Jannes would have been the perfect person to have her back, to keep her safe—God knew he’d proved as much at Pip’s wedding. All of which was an excellent distraction from worrying that something might be seriously wrong.
She had always been slightly ill at ease when Jannes was out at sea and incommunicado. When he was on land they would text a few times a day—just mundane stuff about what they were doing, work, mutual friends. So when her phone went silent, nothing felt quite right until that message pinged letting her know that he was back.
But it had never felt like this before, this gnawing feeling that something must be seriously wrong. If he hadn’t just decided that this event—that she—wasn’t important enough for him to show up—or even let her know that he could be late. Her hand itched with the urge to check her phone, even though she knew that if he’d called or messaged she would have got a notification on the car’s screen. But the anxiety was making her rational brain more annoying than helpful.
As the mileage countdown on her satnav reached single figures, she gripped the steering wheel tighter. So tense that when she reached the church, and Jannes was parked right outside, hands in his pockets and sunlight bouncing off the blinding white cotton of his shirt and the lenses of his sunglasses, she wasn’t sure whether to kiss him, hit him or throw up on him.
Relief flooded her body like a drug as she threw open the door of her car and marched across the car park, only stopping when she had two handfuls of Jannes’s shirt in her clenched fists.

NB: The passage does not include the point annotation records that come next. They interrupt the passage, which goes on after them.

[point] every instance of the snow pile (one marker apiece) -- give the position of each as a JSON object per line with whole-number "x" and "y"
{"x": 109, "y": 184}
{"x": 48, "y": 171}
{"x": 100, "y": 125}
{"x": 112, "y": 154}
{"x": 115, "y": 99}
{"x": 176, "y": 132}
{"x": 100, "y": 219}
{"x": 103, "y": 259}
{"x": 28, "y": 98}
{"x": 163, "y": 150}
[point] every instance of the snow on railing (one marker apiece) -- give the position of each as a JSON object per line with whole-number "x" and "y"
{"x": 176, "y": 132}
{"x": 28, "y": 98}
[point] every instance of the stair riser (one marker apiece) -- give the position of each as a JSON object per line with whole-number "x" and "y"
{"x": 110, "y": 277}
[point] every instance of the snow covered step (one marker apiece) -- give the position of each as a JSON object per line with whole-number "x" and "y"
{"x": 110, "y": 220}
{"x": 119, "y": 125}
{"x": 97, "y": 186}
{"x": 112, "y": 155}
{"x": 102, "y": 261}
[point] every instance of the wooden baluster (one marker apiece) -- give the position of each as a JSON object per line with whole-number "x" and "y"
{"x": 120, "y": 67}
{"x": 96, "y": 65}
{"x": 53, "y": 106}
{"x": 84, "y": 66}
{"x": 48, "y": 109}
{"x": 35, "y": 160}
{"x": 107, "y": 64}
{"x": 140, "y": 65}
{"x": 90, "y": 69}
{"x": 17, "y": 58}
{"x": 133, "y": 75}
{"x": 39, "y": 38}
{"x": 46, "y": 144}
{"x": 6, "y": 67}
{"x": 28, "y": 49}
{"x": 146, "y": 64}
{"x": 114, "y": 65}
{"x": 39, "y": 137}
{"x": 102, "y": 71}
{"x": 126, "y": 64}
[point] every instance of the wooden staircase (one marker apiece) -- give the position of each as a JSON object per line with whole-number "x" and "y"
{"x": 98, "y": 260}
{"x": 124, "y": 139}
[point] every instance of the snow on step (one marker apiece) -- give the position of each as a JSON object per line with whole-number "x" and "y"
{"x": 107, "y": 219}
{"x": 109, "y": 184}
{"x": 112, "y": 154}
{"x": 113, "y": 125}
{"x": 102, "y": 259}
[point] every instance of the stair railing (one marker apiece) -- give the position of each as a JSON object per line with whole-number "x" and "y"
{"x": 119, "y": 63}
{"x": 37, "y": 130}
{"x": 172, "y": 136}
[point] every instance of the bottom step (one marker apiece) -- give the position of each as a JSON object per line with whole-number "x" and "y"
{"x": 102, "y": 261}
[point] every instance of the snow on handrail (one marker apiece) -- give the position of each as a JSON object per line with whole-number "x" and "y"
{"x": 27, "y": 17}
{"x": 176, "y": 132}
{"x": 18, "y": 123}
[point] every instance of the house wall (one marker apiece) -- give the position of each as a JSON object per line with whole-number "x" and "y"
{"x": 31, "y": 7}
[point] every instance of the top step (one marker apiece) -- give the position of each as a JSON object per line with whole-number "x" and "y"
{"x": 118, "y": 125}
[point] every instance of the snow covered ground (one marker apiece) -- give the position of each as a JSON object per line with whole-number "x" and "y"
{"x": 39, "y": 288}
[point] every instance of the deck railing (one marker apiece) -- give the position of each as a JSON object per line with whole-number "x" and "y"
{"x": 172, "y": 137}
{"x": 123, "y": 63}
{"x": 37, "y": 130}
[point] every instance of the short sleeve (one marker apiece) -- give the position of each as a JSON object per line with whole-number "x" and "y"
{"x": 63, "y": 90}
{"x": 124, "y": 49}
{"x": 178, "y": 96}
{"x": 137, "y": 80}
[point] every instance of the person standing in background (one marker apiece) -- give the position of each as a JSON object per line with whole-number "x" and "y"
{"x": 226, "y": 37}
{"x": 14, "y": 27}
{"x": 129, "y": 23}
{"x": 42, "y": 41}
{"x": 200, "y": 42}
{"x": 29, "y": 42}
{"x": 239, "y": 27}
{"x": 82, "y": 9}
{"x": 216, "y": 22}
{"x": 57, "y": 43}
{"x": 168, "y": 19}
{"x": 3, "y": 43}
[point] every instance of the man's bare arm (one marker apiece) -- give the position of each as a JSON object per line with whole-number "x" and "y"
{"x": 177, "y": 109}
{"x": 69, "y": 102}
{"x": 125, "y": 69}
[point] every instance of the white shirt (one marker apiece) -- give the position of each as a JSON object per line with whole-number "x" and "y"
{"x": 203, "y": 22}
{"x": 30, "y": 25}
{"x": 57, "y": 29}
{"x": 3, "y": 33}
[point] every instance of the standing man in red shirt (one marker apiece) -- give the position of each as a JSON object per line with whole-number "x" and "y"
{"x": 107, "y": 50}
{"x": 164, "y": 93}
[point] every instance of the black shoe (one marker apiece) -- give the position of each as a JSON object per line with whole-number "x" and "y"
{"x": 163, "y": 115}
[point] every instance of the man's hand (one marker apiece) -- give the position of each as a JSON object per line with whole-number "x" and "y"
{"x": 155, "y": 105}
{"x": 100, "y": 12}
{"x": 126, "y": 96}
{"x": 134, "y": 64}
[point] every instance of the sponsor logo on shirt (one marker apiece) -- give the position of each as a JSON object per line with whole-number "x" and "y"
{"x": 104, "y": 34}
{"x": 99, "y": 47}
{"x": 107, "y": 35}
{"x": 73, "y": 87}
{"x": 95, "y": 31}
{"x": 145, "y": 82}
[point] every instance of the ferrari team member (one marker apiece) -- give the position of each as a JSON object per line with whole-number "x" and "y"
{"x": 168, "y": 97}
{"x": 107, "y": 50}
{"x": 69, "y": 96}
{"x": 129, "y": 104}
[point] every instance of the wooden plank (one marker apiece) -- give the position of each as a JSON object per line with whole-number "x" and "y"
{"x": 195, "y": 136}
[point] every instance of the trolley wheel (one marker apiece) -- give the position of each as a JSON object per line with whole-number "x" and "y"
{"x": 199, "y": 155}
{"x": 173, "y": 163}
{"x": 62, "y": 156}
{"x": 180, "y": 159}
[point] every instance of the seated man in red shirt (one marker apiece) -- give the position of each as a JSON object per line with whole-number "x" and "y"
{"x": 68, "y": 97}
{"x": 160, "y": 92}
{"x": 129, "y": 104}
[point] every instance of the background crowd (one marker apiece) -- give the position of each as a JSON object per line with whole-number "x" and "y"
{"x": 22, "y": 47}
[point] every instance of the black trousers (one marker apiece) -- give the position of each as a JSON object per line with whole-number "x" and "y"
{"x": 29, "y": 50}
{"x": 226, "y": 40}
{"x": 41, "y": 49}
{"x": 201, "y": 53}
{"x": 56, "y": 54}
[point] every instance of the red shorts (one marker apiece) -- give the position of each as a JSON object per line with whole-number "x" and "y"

‘Where the hell have you been?’ she managed to say through clenched teeth.
‘Um...hi to you too?’ Jannes said, his voice low and amused as he glanced down at her white-knuckled fingers still grasping at his shirt.
She could barely breathe with the relief of seeing him, and had to force in a breath to be able to yell at him. ‘You were meant to be at my place two hours ago!’
‘We...have an audience,’ he said, looking past her shoulder, and she could imagine the eyes of a couple of dozen relatives fixed on her and Jannes.
They both had parts to play, she remembered. The fact that she didn’t even know if she was angry with him or relieved, or delighted, didn’t really matter.